Sulzer KVM and SMI Mixers
The KVM mixer features a pressure drop of only 11’’ of water column at 5 ft/sec. It can mix additives introduced upstream of the mixer or mix additives injected directly in front of the first mixing element. In order to allow the injection of multiple additives, the KVM mixer can also be supplied with multiple injection port connections. The KVM mixer allows mixing of additives without a sparger.

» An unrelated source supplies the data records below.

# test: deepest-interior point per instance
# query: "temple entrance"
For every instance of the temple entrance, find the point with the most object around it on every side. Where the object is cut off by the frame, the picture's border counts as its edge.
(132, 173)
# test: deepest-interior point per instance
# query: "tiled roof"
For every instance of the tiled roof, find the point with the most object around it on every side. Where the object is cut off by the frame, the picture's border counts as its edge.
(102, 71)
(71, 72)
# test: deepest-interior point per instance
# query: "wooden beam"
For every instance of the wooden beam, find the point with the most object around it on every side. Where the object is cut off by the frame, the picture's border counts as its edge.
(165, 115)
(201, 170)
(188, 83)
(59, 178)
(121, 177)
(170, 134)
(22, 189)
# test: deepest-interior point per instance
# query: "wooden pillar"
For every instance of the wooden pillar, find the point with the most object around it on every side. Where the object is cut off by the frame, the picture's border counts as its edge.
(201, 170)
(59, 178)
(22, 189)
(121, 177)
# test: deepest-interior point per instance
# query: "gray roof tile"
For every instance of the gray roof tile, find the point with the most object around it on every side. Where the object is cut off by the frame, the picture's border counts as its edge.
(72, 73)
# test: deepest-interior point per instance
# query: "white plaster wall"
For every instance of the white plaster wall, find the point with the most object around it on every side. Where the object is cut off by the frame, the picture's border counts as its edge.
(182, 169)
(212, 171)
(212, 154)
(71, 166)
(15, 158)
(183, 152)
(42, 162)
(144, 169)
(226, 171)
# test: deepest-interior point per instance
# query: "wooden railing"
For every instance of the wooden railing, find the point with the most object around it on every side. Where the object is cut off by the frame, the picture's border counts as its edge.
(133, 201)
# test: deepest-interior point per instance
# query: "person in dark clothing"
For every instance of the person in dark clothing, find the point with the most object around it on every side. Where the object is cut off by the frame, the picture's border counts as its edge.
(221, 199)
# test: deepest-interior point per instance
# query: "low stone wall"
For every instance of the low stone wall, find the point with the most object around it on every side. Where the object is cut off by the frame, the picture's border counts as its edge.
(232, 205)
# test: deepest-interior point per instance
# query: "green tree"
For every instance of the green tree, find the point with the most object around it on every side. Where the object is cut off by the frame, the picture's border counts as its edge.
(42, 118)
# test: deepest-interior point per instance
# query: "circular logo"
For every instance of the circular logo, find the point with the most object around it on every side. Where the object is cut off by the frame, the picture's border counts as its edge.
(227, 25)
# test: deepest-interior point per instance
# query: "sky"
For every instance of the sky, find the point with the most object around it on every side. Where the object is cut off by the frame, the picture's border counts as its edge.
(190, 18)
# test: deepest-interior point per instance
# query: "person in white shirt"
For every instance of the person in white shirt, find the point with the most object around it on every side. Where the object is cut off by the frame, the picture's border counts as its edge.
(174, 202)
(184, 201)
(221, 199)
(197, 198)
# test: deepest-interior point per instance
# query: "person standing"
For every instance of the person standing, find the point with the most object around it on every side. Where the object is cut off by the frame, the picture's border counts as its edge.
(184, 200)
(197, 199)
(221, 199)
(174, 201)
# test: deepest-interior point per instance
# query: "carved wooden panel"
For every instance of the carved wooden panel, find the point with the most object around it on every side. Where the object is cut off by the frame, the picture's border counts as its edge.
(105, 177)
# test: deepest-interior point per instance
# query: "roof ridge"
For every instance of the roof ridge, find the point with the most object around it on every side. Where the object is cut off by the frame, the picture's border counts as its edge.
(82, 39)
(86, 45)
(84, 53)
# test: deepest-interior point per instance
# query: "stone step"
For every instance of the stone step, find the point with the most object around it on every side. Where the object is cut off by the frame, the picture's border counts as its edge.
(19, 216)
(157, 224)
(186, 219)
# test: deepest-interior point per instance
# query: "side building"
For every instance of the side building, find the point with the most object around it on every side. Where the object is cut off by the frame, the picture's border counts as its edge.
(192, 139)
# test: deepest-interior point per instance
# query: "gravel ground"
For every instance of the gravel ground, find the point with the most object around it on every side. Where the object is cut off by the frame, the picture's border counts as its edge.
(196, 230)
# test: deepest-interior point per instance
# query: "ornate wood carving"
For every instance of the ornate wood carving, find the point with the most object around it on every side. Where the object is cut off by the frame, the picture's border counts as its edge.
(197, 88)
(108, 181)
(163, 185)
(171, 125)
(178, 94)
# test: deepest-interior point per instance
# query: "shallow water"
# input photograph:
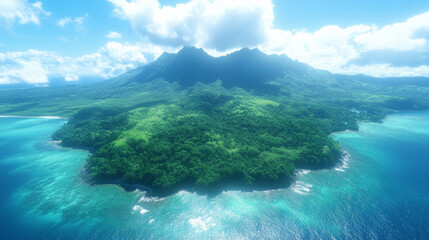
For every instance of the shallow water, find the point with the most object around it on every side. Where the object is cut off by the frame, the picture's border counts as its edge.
(379, 190)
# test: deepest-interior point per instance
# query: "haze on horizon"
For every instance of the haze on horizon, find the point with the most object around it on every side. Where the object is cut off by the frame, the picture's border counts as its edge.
(46, 40)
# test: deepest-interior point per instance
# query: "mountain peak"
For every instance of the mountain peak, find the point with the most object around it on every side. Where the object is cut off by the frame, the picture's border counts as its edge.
(247, 68)
(191, 50)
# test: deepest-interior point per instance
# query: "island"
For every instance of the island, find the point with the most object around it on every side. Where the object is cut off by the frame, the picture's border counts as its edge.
(191, 121)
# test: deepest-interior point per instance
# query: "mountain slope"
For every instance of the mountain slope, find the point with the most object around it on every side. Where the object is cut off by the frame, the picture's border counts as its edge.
(192, 121)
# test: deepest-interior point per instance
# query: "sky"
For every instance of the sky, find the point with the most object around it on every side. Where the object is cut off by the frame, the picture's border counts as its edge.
(76, 40)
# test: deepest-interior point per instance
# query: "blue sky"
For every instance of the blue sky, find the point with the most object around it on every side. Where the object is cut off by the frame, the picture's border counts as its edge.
(45, 39)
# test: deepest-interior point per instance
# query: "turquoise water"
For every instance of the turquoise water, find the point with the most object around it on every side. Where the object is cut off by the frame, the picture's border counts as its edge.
(379, 190)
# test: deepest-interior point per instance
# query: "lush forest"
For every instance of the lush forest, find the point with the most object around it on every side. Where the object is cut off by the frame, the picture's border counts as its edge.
(191, 120)
(207, 138)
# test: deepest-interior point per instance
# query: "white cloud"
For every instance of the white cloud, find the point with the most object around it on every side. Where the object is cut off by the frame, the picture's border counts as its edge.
(218, 24)
(21, 11)
(346, 50)
(110, 60)
(114, 35)
(25, 71)
(76, 22)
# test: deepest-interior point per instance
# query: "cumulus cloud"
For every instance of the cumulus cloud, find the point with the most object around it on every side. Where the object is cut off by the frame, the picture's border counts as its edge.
(114, 35)
(76, 22)
(218, 24)
(21, 11)
(392, 50)
(112, 59)
(221, 26)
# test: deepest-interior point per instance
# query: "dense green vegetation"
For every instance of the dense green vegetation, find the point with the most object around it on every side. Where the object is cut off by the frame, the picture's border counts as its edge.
(190, 119)
(206, 138)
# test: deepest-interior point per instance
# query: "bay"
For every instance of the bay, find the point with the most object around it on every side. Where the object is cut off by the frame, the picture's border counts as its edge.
(379, 190)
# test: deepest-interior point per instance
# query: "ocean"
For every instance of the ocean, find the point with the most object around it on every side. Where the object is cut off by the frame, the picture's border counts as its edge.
(379, 190)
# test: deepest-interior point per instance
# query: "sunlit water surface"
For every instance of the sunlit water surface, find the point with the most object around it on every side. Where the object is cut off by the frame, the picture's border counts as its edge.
(380, 189)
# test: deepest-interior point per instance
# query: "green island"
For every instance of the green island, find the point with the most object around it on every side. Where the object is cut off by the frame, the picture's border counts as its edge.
(189, 120)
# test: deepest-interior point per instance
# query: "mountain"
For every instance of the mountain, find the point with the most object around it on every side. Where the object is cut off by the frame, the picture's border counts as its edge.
(247, 69)
(191, 121)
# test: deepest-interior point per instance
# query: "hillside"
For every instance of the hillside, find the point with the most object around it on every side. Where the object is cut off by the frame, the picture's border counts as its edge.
(189, 120)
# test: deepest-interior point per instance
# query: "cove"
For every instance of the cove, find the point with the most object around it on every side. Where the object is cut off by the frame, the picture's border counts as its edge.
(378, 190)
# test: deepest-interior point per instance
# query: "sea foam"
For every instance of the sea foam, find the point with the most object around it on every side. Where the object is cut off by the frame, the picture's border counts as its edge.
(344, 162)
(201, 225)
(140, 209)
(301, 187)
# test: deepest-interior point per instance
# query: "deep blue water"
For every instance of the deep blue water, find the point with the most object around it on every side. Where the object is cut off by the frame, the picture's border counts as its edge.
(380, 190)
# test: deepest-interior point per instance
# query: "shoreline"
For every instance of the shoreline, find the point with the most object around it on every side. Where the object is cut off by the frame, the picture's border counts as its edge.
(42, 117)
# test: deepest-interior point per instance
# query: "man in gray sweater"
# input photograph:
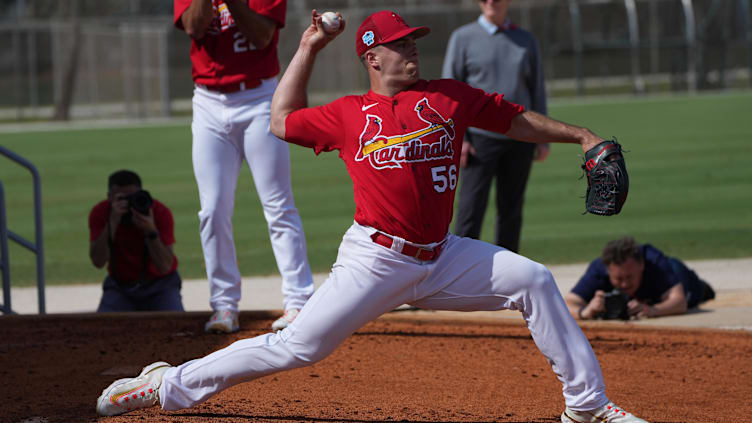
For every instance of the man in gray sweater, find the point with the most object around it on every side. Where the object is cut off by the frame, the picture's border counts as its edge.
(496, 56)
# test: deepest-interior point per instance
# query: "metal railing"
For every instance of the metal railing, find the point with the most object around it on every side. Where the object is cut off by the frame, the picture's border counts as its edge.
(5, 234)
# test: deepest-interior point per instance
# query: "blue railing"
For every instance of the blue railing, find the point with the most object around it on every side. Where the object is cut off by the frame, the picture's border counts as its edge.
(6, 234)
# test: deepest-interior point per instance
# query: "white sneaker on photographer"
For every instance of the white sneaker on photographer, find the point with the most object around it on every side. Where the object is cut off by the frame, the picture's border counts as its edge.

The geometry of both mixer types has been optimized with the help of CFD simulation. The mixing elements create large counter rotating vortices and ensure efficient mixing over the entire cross section of the pipe. The static mixer type SMI is mainly sold in Europe and Asia, whereas the KVM type is the standard product for the North and South American market. The SMI mixer has an open structure, which eliminates the risk of clogging.
Static Mixers
Sulzer SMX Mixers
The standard SMX mixer was developed by Sulzer and assumed over many long years the position of the standard equip-ment in mixing of viscous liquids. Owing to the continuing pursuit for further development with most advanced simulation techniques and complex test series Sulzer is now pleased to present the new revolutionary SMX plus generation of mixers. The SMX plus mixer excels with most efficient homogenization at some 50% of the usual pressure drop.This dramatic pressure drop reduction results in number of different advantages for users. Depending on the application either smaller pumps with lower energy consumption can be used or much smaller mixers could be designed, possibly leading to reduced size of the whole plant. The possibility of performing a mixing duty with a smaller mixer and strongly reduced residence time can be advantageous for cases where product degradation is a problem.
Sulzer SMV Mixers
The Sulzer SMV static mixer is ideal for applications that require a distributive and homogeneous mixing and blending action in the turbulent flow regime. Typical uses for the Sulzer SMV static mixer are applications requiring dispersive mixing or mass transfer in the turbulent flow regime. This occurs typically between immiscible phases where an interfacial tension exists. Examples are oil/water or gas/liquid systems. Higher shear forces are required for this dispersion task.